The proposal is enabled by state legislation passed last year which allows local governments and school districts to waive property taxes up to 10% for some volunteer emergency personnel.
A few strings attached: volunteers must be active, hold at least five years of membership, reside in their own tax district of service and use their property strictly for residential purposes. Recipients must reapply annually until they’ve been involved for 20 years or more.
Fulton County Board of Supervisors Chairman Scott Horton ultimately supports the measure, albeit wishes that that state took a different approach.
“I think the right direction would be to state up the amount of the tax [credit] volunteer firefighters can take so that it’s a level playing field,” Horton said. “They all serve and they serve their communities well so why there’s a requirement that they must live in the same district that they serve is befuddling to me.”
The tax break is up for a public hearing on Monday at the Republican-dominated Board of Supervisors’ monthly business meeting in Johnstown.
County administrator Jon Stead doesn’t anticipate much division over the legislation.
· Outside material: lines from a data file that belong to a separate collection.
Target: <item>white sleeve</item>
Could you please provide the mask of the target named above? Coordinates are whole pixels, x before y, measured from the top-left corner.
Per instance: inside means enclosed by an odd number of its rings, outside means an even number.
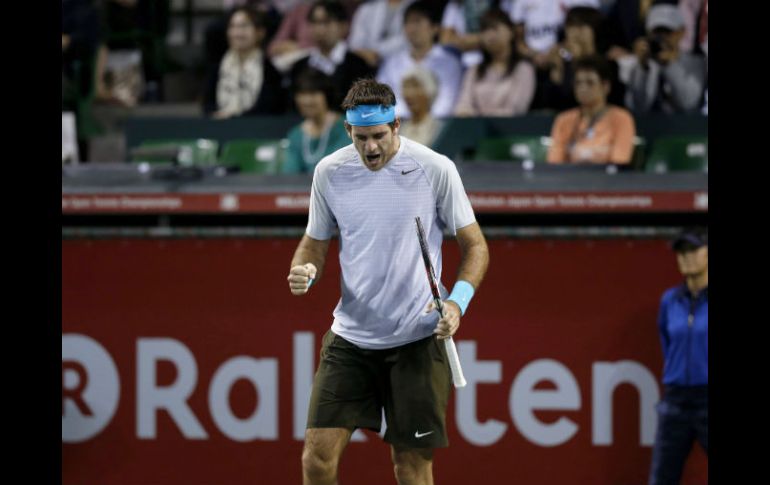
[[[523,24],[526,22],[524,13],[527,11],[527,2],[525,0],[516,0],[511,6],[510,17],[514,24]]]
[[[446,162],[435,182],[438,213],[449,231],[457,234],[458,229],[476,222],[476,216],[457,167],[448,158]]]
[[[458,34],[465,33],[465,16],[457,2],[450,1],[446,8],[444,8],[441,26],[447,29],[454,29]]]
[[[394,83],[396,82],[396,76],[393,74],[398,67],[398,63],[393,60],[394,57],[395,56],[388,56],[383,59],[380,68],[377,70],[377,82],[387,84],[391,88],[393,88]]]
[[[313,172],[313,185],[310,189],[310,211],[305,233],[313,239],[325,241],[331,239],[337,224],[324,195],[328,184],[326,183],[325,173],[319,170],[320,166],[320,164],[316,165]]]
[[[368,35],[370,25],[367,22],[369,10],[371,10],[369,5],[361,5],[353,14],[353,20],[350,22],[350,34],[348,35],[350,50],[371,49]]]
He noted that the tax break won’t have “a huge financial impact” given its narrow focus.
Similar legislation has already been adopted by taxing authorities across the state, including Rotterdam and Round Lake amid a nationwide shortage of volunteer emergency personnel.
New York has 20,000 fewer volunteer firefighters than 20 years ago while the number of emergency calls has incrementally increased, according to a 2022 state report.
“Years ago, we used to get 25 to 35 men show up to our meetings,” said Jack Wilston, town supervisor of Johnstown and 62-year Pleasant Square Fire Department volunteer. “There is a problem. We’re down to 14, 16 [members] on a good month at a monthly meeting.”
RGL Fire Chief and Fulton County EMS Coordinator Mark Souza began noticing a stark decrease in membership as early as the late 2010s. Depopulation and generational time constraints are likely factors in the mix, the 30-year firefighter maintained.
The quality of service hasn’t decreased, but instead, requires more regional coordination, Souza said.
“Normally if I had a structure fire, I might call one or two other fire departments to help me,” Souza said. “Now you’re calling five, six, to help because there’s not enough people during the day.”
Souza believes that the property tax measure isn’t likely to recruit teenagers and twenty somethings.
“The problem is that we need to get people that are 18, 19, 20 in the fire company,” Souza said. “How many 18, 19 year olds own their own house? So, that really doesn’t help them that much.”
The state’s existing income tax credit for volunteer firefighters and ambulance workers is $200.